I hoped they’d pay attention to when they struggled and when they had success, what study strategies or teaching modes they preferred, how they were progressing, all the big questions.

In August it seemed simple, hand out a quarter sheet of paper, write a question on the board, collect responses. Go. It would be great.

(Oh, August. Always so hopeful.)

In practice, it was ok.

But I had to come up with a question every week targeting some bit of metacognition. And truthfully, it was often the last thing I planned, on the fly, rushing to get everything ready. It didn’t always get my best thinking. (Hi there, decision fatigue).

And they had to understand the question well enough to write an answer so they could get out the door (at 8:30 pm, after a full night of math, when they were kind of fried)

So, this winter, we (I) got a little more structured.

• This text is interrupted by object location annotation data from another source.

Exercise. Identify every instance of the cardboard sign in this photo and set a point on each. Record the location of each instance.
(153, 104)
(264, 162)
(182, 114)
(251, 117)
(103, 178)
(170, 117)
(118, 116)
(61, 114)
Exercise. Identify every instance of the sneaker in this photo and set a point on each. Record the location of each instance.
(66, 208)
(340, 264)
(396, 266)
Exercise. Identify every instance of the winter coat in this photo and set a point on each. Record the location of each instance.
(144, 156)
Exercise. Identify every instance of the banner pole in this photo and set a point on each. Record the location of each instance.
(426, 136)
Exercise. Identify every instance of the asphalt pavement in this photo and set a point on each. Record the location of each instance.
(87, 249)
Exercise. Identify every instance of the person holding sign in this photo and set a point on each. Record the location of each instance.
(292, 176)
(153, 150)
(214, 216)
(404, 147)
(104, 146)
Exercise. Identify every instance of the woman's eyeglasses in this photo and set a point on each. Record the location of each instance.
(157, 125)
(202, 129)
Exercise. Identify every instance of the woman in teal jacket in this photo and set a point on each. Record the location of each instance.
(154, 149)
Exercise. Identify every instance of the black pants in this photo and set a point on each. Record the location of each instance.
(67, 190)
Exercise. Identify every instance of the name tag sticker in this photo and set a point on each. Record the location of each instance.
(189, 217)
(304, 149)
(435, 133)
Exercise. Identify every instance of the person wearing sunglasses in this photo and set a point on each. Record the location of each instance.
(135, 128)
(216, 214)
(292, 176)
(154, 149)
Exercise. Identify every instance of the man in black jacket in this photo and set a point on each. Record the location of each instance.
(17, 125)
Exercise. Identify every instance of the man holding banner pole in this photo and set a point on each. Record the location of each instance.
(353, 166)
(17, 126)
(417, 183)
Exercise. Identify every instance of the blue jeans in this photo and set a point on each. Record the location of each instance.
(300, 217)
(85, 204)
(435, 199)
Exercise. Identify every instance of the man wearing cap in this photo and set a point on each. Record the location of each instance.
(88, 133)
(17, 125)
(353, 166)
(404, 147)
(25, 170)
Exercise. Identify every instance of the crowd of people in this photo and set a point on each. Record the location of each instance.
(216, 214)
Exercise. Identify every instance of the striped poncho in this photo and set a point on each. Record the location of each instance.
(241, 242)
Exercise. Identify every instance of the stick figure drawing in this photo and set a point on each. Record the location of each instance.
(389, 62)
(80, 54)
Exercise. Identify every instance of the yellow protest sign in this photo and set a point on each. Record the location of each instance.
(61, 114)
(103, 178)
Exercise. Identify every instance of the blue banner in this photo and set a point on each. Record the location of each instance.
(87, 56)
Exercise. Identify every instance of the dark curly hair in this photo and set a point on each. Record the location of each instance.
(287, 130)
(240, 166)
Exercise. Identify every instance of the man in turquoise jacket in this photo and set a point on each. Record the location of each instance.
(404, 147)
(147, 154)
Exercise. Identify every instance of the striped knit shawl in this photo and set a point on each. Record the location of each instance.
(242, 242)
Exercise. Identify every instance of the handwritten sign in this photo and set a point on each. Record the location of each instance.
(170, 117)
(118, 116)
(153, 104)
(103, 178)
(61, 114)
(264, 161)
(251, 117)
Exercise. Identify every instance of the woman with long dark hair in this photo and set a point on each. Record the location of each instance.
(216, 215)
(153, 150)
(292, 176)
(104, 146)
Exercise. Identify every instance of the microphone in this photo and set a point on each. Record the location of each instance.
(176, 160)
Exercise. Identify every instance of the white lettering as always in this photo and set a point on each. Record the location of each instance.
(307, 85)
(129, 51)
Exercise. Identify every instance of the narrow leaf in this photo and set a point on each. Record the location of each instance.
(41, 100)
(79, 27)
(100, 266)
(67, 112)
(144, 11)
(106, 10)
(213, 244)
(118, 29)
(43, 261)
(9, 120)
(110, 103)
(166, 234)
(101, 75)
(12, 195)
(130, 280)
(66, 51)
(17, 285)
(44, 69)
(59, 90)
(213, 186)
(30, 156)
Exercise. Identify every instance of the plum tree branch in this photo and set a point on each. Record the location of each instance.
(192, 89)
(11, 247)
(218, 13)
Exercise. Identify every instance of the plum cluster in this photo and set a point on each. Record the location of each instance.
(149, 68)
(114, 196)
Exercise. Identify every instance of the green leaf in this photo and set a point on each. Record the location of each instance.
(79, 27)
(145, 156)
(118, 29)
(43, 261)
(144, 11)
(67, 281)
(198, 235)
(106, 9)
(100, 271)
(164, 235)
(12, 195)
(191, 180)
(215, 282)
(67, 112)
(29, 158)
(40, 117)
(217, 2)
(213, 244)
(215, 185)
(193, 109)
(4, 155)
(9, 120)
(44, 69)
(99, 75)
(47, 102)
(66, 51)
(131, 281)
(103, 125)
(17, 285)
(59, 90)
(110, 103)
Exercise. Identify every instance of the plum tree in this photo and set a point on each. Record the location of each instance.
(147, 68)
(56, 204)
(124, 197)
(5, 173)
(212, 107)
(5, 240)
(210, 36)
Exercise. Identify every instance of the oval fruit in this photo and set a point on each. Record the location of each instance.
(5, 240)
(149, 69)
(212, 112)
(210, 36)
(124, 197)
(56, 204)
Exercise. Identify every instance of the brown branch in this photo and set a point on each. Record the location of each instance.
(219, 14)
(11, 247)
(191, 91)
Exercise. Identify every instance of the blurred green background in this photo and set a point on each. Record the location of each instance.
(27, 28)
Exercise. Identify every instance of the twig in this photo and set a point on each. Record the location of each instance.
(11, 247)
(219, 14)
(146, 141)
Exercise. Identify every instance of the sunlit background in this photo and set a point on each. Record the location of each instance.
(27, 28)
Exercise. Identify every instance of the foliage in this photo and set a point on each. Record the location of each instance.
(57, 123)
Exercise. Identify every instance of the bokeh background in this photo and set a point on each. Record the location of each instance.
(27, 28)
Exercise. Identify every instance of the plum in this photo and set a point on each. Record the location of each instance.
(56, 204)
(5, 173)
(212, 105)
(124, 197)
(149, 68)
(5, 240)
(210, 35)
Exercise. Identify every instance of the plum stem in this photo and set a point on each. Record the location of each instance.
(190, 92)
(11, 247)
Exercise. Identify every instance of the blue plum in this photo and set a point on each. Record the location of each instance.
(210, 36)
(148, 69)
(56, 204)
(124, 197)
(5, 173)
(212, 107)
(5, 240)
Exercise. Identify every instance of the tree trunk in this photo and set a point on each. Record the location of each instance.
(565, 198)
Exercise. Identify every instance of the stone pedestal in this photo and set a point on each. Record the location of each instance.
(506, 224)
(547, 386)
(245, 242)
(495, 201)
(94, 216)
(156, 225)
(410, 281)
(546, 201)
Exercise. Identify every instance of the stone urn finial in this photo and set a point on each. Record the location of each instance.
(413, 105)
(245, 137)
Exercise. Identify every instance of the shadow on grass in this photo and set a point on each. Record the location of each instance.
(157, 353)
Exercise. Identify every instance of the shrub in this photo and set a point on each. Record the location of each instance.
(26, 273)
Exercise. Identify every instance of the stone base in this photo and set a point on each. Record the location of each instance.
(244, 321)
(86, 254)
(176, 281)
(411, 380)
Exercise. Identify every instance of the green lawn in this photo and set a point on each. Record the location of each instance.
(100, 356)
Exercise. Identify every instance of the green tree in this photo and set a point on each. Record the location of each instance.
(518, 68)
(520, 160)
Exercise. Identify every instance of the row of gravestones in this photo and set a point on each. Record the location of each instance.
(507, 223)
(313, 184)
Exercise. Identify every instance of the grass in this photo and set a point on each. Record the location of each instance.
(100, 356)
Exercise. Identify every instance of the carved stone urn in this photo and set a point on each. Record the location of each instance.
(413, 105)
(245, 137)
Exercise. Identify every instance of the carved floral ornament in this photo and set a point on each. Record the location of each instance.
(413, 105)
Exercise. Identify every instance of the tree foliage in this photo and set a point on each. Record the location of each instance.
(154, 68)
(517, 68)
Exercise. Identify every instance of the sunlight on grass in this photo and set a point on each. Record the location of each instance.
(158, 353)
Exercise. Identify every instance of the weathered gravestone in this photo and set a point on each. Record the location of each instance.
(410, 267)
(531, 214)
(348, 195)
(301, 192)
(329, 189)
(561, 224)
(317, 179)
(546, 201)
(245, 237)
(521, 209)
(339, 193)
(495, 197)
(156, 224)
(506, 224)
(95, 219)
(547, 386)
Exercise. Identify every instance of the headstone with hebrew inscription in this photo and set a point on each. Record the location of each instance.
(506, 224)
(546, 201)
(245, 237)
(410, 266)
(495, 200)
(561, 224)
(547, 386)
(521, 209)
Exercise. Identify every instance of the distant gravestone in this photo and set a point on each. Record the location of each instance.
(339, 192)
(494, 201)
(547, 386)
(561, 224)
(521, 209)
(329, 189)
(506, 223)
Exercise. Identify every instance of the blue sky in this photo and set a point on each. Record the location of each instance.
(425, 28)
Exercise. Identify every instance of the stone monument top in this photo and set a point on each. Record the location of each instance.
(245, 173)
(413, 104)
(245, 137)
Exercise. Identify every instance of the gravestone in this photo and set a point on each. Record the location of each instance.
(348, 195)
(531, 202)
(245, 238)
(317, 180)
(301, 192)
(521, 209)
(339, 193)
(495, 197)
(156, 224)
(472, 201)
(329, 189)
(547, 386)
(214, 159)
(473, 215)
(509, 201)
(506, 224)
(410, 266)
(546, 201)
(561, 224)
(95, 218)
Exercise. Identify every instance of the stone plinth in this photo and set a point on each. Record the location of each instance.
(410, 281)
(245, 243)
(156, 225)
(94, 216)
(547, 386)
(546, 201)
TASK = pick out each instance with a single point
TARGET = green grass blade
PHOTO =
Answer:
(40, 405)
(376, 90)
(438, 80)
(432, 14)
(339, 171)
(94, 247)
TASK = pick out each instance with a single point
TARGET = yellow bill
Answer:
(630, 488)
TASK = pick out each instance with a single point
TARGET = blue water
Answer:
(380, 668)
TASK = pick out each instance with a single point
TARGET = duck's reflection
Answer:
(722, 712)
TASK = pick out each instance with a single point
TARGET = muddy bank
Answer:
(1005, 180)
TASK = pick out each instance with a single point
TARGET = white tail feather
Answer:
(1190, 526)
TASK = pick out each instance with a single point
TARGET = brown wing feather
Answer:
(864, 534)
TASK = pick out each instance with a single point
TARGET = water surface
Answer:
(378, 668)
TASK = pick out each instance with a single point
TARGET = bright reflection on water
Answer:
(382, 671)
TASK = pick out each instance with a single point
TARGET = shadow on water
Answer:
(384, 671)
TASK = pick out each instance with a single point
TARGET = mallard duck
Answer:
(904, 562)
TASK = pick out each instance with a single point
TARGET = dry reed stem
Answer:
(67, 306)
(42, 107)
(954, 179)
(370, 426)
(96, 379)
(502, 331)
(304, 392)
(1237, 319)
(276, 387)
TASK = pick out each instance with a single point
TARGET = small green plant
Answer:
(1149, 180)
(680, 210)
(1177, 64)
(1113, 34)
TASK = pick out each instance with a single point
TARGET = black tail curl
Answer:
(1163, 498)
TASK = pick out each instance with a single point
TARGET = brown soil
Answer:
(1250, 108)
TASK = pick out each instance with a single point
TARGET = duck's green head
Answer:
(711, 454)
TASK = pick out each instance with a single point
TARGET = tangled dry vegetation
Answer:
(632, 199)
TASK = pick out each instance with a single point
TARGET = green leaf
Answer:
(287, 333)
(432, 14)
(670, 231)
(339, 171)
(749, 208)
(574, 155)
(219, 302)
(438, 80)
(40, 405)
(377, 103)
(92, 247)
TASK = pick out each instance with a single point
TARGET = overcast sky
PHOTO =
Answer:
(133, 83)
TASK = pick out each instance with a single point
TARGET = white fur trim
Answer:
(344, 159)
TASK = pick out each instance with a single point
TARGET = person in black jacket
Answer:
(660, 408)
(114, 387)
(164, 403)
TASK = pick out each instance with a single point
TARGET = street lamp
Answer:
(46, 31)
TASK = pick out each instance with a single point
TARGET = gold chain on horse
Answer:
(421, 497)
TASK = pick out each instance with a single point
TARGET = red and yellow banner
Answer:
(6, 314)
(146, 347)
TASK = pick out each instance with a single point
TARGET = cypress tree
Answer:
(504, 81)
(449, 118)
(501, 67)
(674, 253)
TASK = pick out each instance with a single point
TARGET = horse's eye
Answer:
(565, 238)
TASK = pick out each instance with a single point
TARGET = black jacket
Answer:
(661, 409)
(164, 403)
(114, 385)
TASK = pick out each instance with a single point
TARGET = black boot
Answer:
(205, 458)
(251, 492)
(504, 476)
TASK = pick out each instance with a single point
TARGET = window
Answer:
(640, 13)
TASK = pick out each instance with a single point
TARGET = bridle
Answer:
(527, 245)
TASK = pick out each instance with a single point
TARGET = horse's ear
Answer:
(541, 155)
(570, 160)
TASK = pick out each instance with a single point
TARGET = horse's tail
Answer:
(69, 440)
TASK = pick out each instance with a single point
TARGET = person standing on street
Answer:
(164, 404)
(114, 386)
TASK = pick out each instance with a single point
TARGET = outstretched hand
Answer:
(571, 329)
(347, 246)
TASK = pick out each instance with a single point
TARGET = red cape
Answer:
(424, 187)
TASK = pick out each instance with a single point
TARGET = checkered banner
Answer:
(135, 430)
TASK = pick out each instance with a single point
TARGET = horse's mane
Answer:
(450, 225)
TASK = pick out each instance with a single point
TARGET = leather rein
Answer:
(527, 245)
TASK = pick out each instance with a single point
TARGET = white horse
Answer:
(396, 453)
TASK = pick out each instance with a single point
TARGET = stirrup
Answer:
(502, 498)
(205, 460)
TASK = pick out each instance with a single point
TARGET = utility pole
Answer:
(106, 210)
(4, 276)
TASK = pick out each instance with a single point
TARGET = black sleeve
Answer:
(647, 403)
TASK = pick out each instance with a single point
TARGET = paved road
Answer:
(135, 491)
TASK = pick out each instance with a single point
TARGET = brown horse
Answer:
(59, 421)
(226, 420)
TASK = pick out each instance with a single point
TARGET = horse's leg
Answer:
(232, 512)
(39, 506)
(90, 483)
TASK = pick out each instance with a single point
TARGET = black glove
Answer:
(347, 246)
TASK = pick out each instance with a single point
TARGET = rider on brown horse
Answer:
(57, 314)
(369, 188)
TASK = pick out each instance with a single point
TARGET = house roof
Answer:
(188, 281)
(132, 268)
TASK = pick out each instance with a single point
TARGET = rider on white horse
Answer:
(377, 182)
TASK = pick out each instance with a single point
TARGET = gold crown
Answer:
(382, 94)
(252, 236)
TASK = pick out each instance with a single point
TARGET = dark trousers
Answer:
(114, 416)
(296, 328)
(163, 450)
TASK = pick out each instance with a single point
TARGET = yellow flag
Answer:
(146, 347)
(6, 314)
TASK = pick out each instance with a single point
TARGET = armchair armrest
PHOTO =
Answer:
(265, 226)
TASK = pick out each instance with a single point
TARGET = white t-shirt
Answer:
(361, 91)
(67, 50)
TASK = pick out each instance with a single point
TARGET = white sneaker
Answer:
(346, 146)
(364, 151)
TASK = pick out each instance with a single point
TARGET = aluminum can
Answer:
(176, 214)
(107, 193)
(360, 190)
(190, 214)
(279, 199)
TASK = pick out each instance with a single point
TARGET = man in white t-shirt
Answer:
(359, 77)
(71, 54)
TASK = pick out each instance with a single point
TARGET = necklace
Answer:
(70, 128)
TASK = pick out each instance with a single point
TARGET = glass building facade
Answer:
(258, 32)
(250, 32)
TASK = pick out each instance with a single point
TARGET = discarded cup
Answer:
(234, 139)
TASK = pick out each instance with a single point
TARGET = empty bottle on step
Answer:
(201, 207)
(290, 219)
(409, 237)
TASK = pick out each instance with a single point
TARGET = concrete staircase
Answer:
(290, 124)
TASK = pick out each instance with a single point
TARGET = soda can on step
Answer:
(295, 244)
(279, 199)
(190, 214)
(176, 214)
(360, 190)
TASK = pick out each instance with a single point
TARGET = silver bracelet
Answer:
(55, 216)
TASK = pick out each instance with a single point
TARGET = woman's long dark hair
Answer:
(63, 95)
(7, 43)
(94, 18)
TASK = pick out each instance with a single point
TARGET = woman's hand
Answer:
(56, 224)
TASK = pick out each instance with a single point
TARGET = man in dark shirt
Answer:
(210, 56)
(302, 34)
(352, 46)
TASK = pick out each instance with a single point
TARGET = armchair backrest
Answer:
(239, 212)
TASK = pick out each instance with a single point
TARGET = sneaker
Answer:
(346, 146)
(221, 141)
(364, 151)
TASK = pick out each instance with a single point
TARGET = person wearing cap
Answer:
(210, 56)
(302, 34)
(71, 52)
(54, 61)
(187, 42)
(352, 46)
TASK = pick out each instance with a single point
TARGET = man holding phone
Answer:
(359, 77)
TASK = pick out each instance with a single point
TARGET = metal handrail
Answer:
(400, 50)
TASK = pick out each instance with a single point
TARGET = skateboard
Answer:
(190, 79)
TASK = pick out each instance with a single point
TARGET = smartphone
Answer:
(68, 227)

I stumbled across this article , and decided to adapt and adopt the traffic light exit ticket.

I’d ask my students the same question every week: identify one moment when you were stuck, when you were slowed down, OR when you were cruising along.

I’d save the bit of brain power I’d spent on other questions for something else, they’d get good at answering this one question, it would teach them to self-monitor. It would be great. (January, also hopeful.)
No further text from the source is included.